Caou-se, porém não o interrompi.
- Mas ele esqueceu que B. era tão jovem ainda que a vida constituía para ela um brinqueso - prosseguiu de repente, depressa, decidido, sem me olhar - que era fácil passar a amá-la de outra maneira, e que isto a divertiria. Ele enganou-se e de repente sentiu que um outro sentimento, pesado como o arrependimento, esgueirava-se para o seu íntimo, e assustou-se. Teve medo de que se rompessem as suas relações amistosas, e decidiu-se uma viagem, antes que isto acontecesse. - Dizendo-o, tornou, como que por acaso, a esfregar os olhos e cerrou-os.
- Mas por que ele teve medo de amá-la de outra maneira? - disse eu quase imperceptivelmente, contendo a perturbação, e a voz saiu-me regular; mas, provavelmente pareceu-lhe zombeteira. Respondeu num tom que parecia ofendido.
- Você é jovem, eu não sou mais. Você quer brincar, e eu preciso de outra coisa. Brinque, mas que não seja comigo, senão vou acreditar, e isto será mau para mim, e você acabará envergonhando-se de tê-lo feito. Foi A. quem disse isto - acrescentou - bem, tudo isto é tolice, mas você compreende porque vou viajar. E não falemos mais sobre isto. POr favor!
- Não! Não! Falemos! - disse eu, e lágrimas tremeram-me na voz. Ele amava-a ou não?
Não respondeu.
- E se não a amava, por que brincou com ela como se brinca com uma criança? - disse eu.
- Sim, sim, A. foi culpado - respondeu ele, interrompendo-me às pressas - mas tudo acabou, e eles separaram-se... como amigos.
- MAs isto é horrível! Será possível que não exista outro desfecho? - mal consegui proferir, e assustei-me com o que dissera.

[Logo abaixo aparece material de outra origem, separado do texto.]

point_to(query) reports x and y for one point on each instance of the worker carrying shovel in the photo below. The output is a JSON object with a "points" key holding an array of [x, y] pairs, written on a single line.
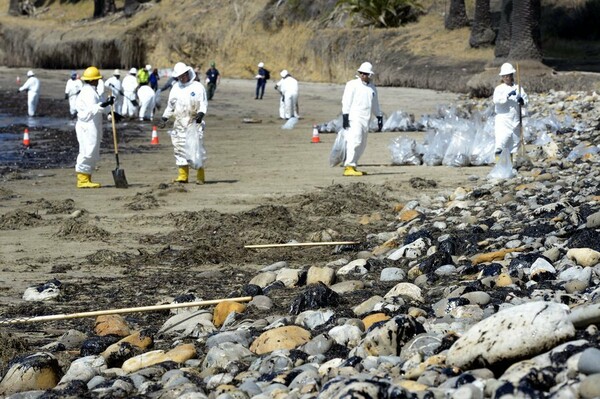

- Sim, existe - disse ele, o rosto perturbado e fitando-me bem de frente. - Existem dois desfechos doferentes. MAs, pelo amor de Deus, não me interrompa e compreenda-me tranqüilamente. Alguns dizem - começou ele, levantando-se e tendo um sorriso doentio, penoso - alguns dizem que A. perdeu o juízo , apaixonou-se loucamente por B. e disse-lhe isto... E ela apenas riu. Para ela, isto não passava de brincadeira, e para ele era um assunto vital.

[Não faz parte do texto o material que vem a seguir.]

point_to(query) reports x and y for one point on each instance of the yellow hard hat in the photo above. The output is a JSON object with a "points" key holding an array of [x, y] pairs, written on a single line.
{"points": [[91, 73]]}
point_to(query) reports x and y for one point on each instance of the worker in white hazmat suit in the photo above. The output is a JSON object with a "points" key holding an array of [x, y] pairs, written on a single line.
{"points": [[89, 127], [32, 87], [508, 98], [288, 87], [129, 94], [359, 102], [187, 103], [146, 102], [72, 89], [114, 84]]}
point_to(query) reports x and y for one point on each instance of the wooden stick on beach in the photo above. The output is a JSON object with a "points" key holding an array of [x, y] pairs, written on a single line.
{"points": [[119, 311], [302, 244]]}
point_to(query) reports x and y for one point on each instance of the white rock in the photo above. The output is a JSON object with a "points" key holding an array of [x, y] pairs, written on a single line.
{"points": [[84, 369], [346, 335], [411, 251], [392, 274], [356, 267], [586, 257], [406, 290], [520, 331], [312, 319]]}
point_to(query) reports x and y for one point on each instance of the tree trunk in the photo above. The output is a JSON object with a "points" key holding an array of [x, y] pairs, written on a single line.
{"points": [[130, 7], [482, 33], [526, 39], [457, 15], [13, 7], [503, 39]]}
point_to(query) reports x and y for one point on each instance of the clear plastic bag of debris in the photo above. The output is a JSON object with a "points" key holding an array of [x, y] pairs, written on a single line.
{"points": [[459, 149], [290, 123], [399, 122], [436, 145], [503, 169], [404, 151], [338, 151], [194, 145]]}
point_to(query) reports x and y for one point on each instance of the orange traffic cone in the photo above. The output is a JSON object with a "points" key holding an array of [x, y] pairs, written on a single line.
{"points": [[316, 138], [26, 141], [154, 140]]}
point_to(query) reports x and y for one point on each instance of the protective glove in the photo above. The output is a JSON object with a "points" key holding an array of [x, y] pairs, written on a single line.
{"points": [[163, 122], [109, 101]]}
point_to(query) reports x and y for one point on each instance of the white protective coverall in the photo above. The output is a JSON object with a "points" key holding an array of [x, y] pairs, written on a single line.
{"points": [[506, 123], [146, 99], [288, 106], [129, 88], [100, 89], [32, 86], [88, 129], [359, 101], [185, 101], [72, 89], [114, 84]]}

Estremeci e quis interrompê-lo, dizer-lhe que não se atrevesse a falar por mim, mas contendo-me, ele colocou a mão sobre a minha.
- Espere - disse, a voz, trêmula - outros dizem que ela compadeceu-se dele, imaginou, a coitada que não vira o mundo, que ela também podia amá-lo, e concordou em ser sua esposa. E ele, o louco, acreditou que toda a sua vida começaria de novo, mas ela mesma viu que o enganara... e que ele a enganara também... Não falemos mais sobre isto - concluiu ele, provavelmente incapaz de dizer mais, e pôs-se a andar em silêncio na minha frente.
Ele dissera: "Não falemos nisto" - mas eu via que esperava a minha palavra com todas as forças da sua alma. Quis falar, mas não pude, algo paertou-me o peito. Lancei-lhe um olhar, ele estava pálido e tinha o lábio inferior trêmulo. Tive pena dele. Fiz um esforço e de repente, rompendo a força do silêncio, que me acorrentara, falei com uma vz baixa, inferior, a qual, temia eu, ia romper-se a cada momento.
- E o terceiro desfecho - disse eu e detive-me, mas ele permaneceu calado - e o terceiro desfecho consiste em que ele não a amava, mas fê-la sofrer, sofrer, e pensou estar com a razão, viajou para longe e ainda tinha orgulho de algo. Você e não eu está brincando, eu amei-o, amei-o desde o primeiro dia - repeti, e nessa palavra "amei" a minha voz passou involuntariamente de suave, interior, a um grito selvagem, com que eu mesma me assustei.
Ele estava pálido na minha frente, o lábio tremia-lhe cada vez com mais força, e duas lágrimas desceram-lhe sobre as faces.
- Isto é ruim! - quase gritei, sentindo que sufocava de lágrimas más, não choradas. - Por quÊ? - exclamei, e ergui-me a fim de me afastar dele.
Mas ele não me deixou. Tinha a cabeça no meu colo, os seus lábios beijavam ainda as minhas mãos trêmulas, e as suas lágrimas molhavam-nas.
- Meu Deus, se eu soubesse! - disse ele.
- Por quê? Por quê? - continuava eu a repetir sempre, e na alma eu tinha a felicidade, uma felicidade que não voltaria jamais.